Discovered on the Giza Plateau, the Lost City of the Pyramid Builders helps answer questions about the people who undertook this massive engineering project. Learn how they lived, what they ate, and how they were organized. Explore how the windy Sahara Desert environment causes archaeological sites to be lost and found, and experiment with the engineering and technologies that the pyramid builders may have used to move the massive stones they used.
Meet “Annie” (short for “anonymous”) an unidentified girl who whose body was pulled from the Nile River and mummified. Scientists do not know the cause of her death and it is still a mystery why an unknown girl would get a mummified burial.
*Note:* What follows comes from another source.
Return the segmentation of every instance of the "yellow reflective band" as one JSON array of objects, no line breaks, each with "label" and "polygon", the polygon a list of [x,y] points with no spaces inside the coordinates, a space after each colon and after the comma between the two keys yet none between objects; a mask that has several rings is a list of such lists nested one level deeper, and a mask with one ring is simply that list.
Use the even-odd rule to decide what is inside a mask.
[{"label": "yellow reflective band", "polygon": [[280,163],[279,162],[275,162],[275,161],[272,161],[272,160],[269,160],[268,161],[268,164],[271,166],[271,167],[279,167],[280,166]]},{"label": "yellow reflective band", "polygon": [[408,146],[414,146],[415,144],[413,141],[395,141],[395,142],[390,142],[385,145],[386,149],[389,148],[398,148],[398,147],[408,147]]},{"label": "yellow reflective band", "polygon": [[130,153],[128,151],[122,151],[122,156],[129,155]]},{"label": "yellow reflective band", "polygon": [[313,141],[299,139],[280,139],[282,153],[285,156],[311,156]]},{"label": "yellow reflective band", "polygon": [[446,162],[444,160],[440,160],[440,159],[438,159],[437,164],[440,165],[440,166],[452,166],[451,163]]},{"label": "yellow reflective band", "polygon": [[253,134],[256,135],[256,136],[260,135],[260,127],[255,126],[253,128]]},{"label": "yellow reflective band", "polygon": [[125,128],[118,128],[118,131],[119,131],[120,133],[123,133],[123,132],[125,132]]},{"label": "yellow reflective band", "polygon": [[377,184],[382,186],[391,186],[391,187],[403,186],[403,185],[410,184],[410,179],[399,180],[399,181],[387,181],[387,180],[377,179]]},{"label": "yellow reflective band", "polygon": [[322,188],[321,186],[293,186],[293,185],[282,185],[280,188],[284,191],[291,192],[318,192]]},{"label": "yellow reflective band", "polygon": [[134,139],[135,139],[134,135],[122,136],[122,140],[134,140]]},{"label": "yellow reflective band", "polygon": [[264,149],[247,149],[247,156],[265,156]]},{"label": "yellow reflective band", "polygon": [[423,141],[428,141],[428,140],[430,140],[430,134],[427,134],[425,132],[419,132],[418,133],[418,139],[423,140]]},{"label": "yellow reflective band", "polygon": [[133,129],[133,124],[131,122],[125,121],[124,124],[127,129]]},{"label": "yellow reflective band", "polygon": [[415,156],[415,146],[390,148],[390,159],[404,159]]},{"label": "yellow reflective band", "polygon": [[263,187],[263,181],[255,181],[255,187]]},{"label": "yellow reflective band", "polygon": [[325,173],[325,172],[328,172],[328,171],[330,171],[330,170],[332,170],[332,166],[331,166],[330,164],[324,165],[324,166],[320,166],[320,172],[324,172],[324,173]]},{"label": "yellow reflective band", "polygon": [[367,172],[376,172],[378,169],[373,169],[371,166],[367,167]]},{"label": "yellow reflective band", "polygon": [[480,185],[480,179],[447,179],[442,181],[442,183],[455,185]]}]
Funerary artifacts illustrate the Egyptian concept of the afterlife: canopic jars that were used to hold and protect internal organs, amulets to protect the dead, and the ushabtis (figurines) that Egyptians believed would help with daily chores in the next world.
For the first time ever, you’ll see a life-size rapid prototype of a mummy in a stage of "unwrapping.” You’ll also see animal mummies, tomb art, and facial forensic reconstructions that show what mummies (including Annie) may have looked like in life. Decode an authentic hieroglyphic message from ancient Egypt using a full-size reproduction of the Rosetta Stone and take your photo on a life-size camel replica.